June 17: The Presbyterians of Williamsburg

A Presbyterian Church in the Heart of Anglican Virginia
by David T Myers

There is an expression commonly heard yet misunderstood by mostly every citizen today in our land. It is “the separation of church and state.” Most commonly, it is interpreted as American government should not enter into Christian principles and practices ever! In my area, an individual running for office in the county found out that her opponent actually quoted some Scripture in a personal letter. Why, she reasoned in an open letter, this violated his political position, because of the separation of church and state. I trust that the readers of this website understand that when we talk about the separation of church and state, we simply mean, as our forefathers understood, there is no such entity as a state church. And yet while that is true, it was not recognized to be true until 1786 in Virginia, eleven years after the American Revolution.

When Presbyterians entered Virginia, “the Church of England (Anglican) was the official church of the Virginia colony. Overseen by the Bishop of London, the church in Virginia had the royal governor of the colony as its head. The General Assembly passed laws for the ‘suppression of vice’ and set ministers’ salaries, fixed parish boundaries, required attendance at Anglican churches, and restricted secular activities on Sundays. Heads of households paid mandatory church taxes levied by Anglican parish vestries to pay ministers, to build and repair church buildings, and to assist the needy. Anglican churchwardens reported violators of religious laws to country courts for prosecution. Formal services from the Church of England’s Book of Common Prayer were the rule in parish churches.” (Quotation from the Colonial Williamsburg Sign on the wall of the Presbyterian Meeting House)

When Presbyterians (and other religious groups) began to enter the Virginia colony over the seventeenth and eighteenth centuries, at first persecution met the new faith based groups. Gradually, these “dissenters,” as they were called, were the subjects of a more tolerant attitude, in that they were allowed to practice their own convictions. However, they had to obtain licenses for themselves and their meeting houses, and continue to pay Anglican church taxes.

On June 17, 1765, a group of Presbyterians successfully petitioned the county court for permission to meet in a house in Williamsburg, Virginia. Seventeen men signed the petitions. They were mostly Williamsburg business men composed of a carpenter, blacksmith, hatter, printer/bookbinder, stay maker, cabinetmaker, wheelwright, two shoemakers and two tailors. Solid members of Williamsburg society, they dissented from the established Church of England to worship as Presbyterians.

Presbyterian ministers were hard to come by in the early days. In 1767, Presbyterians in Pennsylvania and Delaware appointed Andrew Bay and Jacob Ker to minister to their small band of Presbyterians in the town. James Waddel, a newly licensed pastor, was appointed to the town for two Sundays in 1767 by the Hanover Presbytery. Certainly Samuel Davies of nearby Hanover County helped to minister to the little band of Presbyterians.

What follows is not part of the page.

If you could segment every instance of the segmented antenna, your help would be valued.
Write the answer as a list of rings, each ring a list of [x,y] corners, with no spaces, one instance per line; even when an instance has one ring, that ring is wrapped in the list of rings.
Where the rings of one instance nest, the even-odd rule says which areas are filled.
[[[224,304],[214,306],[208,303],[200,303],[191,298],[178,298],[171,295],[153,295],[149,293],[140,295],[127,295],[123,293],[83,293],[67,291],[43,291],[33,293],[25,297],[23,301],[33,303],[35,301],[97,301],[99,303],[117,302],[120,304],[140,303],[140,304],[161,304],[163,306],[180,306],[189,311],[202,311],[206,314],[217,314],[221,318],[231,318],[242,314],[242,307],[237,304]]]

Sustained effort to change the laws of the Colony continued to keep the issue of religious freedom in the public mind all through the American Revolution. Finally this sustained effort was essential in the change in 1786 to pass the Virginia Statute of Religious Freedom, written in 1777 by Thomas Jefferson.

Words to Live By:
If you are able to visit Williamsburg, Virginia today, you can visit the Anglican Church on the grounds which is historic to the day and age of the early beginnings of our country. Don’t forget to visit also the plain building which houses the Presbyterian Meeting House of Williamsburg, where the Word of God was preached in all its fullness by faithful men of God in the beginnings of our country.